O ano de 2020 marcou a história da humanidade que não vivia uma pandemia desde o século passado, quando em 1918 a Gripe Espanhola matou entre 20 a 50 milhões de pessoas em todo o mundo. Mas apesar do avanço da ciência e da comunicação que possibilita a prevenção dos cidadãos e o estudo e o desenvolvimento muito mais acelerado de medicamentos e vacinas para combater novos vírus, viver uma pandemia, como a da Covid-19, mesmo no século XXI, não tem sido fácil para ninguém, principalmente para os profissionais da saúde e as pessoas que trabalham nos serviços considerados essenciais, os quais lidam diariamente com o perigo que a doença representa.

A Covid-19, doença infecciosa causada pelo coronavírus proveniente da síndrome respiratória aguda grave (SARS-COV-2), apareceu pela primeira vez na capital da província chinesa de Hubei, a cidade de Wuhan, China, em dezembro de 2019, mas em poucos meses infectou milhares de pessoas em todo o globo que não sabiam da gravidade da doença e nem do seu alto grau de contágio. Visto que, ele pode ocorrer apenas pelo contato com gotículas do espirro ou tosse de indivíduos contaminados. No Brasil, o primeiro caso confirmado do novo coronavírus aconteceu em 26 de fevereiro na cidade de São Paulo, um homem de 61 anos que havia retornado de uma viagem à Itália foi diagnosticado com a doença no Hospital Albert Einstein. 

Nesse momento, o Ministério da Saúde monitorava 3 casos suspeitos em São Paulo, 1 no Rio de Janeiro e já havia descartado outros 54. A partir daí, a lista de casos suspeitos só aumentou e poucos dias depois foram confirmados o segundo e o terceiro pacientes infectados pela Covid-19 no país, ambos eram pessoas residentes na cidade de São Paulo que haviam viajado para a Itália recentemente, país que vivia um aumento alarmante do número de casos e de óbitos naquele momento. 

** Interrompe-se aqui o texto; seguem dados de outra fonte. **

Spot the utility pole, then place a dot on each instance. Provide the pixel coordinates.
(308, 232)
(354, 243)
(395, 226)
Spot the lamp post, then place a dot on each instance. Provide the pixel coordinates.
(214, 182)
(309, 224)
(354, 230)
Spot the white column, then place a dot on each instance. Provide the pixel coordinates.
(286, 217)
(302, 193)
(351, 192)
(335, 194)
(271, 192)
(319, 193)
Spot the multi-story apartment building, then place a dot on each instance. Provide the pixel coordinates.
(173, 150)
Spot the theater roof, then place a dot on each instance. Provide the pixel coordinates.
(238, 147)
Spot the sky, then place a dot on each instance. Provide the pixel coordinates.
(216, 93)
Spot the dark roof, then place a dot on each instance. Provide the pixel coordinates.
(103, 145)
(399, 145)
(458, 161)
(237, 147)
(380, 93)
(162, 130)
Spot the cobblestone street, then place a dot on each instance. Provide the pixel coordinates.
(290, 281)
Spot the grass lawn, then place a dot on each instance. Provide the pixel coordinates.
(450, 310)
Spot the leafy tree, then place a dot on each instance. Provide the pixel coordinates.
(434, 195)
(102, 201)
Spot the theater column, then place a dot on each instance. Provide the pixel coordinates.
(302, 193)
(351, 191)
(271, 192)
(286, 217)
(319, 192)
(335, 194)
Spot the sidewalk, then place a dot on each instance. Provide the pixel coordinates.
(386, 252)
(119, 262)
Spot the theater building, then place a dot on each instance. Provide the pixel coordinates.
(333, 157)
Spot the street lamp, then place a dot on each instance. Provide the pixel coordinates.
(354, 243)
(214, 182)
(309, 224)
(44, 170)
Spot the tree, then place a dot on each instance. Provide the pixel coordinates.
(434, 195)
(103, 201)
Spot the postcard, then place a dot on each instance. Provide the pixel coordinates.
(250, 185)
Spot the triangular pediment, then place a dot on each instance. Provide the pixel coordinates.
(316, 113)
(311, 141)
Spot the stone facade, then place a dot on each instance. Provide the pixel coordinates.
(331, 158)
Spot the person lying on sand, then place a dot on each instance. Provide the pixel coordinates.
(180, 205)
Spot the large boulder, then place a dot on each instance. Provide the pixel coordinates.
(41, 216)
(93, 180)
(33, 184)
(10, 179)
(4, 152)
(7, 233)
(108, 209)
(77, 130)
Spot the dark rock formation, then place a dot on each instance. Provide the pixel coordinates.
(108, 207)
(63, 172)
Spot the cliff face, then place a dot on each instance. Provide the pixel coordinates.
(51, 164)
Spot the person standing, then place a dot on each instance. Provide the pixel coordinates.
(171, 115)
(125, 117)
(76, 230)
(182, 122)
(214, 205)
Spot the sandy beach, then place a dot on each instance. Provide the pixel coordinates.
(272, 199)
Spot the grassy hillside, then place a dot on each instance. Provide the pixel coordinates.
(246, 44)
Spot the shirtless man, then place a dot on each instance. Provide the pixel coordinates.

A incidência de casos registrados na cidade de São Paulo, logo no começo da pandemia, confirmou gradativamente a cidade como o seu epicentro no Brasil. Uma vez que, São Paulo é o estado com mais casos confirmados no país, desde o mês de fevereiro. Não à toa, de acordo com o Ministério da Saúde, em 29 de junho, a cidade contabiliza 271.737 dos 1.344.413 casos confirmados no Brasil e atinge a marca alarmante de 14.338 óbitos dos 57.622 já registrados em todo o país.

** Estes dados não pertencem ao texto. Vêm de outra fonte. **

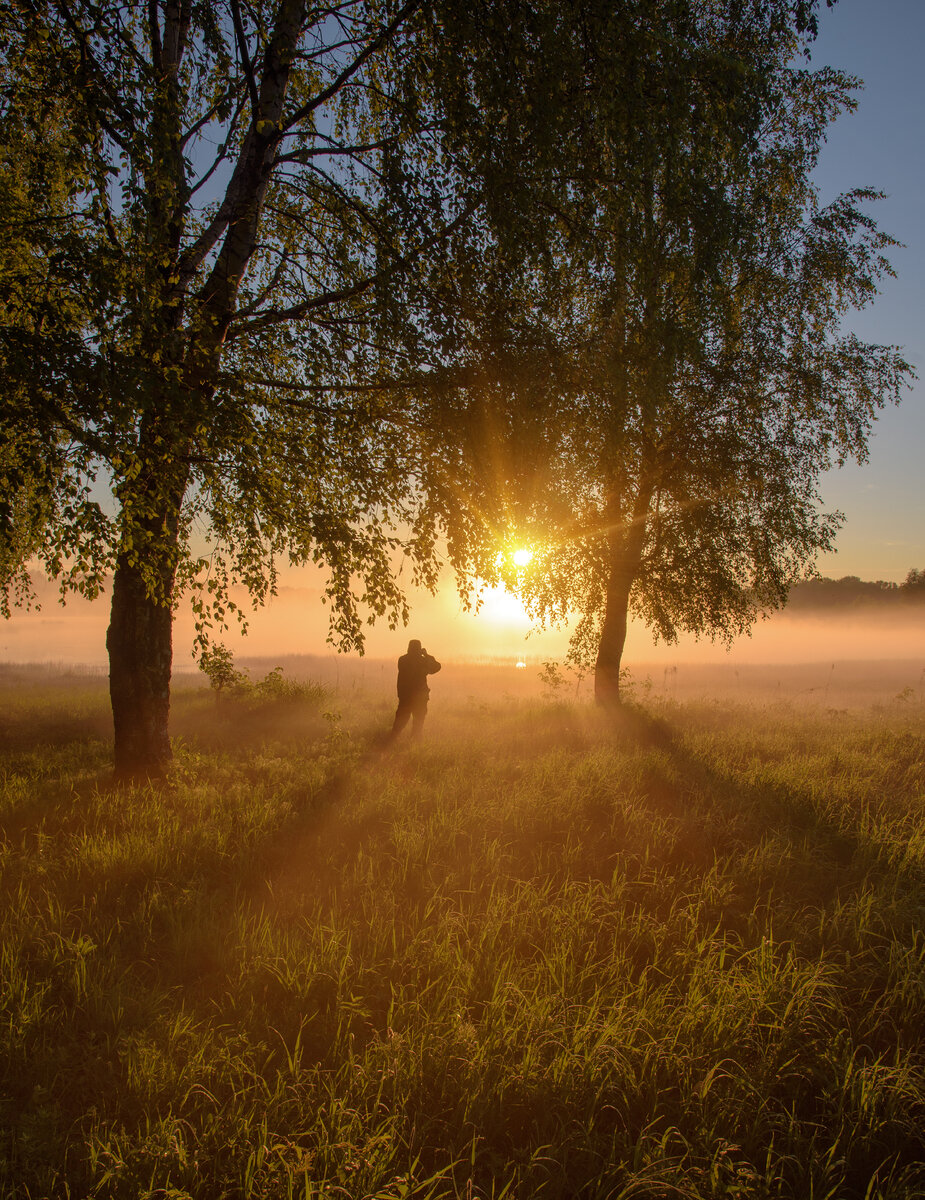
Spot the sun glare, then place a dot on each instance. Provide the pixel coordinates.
(502, 607)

Isso porque, por ser um vírus ainda desconhecido, muitas pessoas acabaram infectando outras sem ao menos saber que estavam com a doença, já que inicialmente o coronavírus têm sintomas muito parecidos com os de uma forte gripe ou pneumonia. Para alertar a população, com base nos casos diagnosticados, a Organização Mundial da Saúde elencou os diferentes sintomas, descobertos até o momento, pelos quais a Covid-19 pode se manifestar no corpo humano, sendo eles: tosse, febre, dor de garganta, perda do olfato ou paladar, coriza, dores no corpo e em casos mais graves, dificuldade para respirar.

Da esquerda para a direita: Letícia Ortiz, Jéssica Fonseca dos Santos, Alexandro Pereira da Silva e José Carlos Vida (Crédito: fotos de arquivo pessoal).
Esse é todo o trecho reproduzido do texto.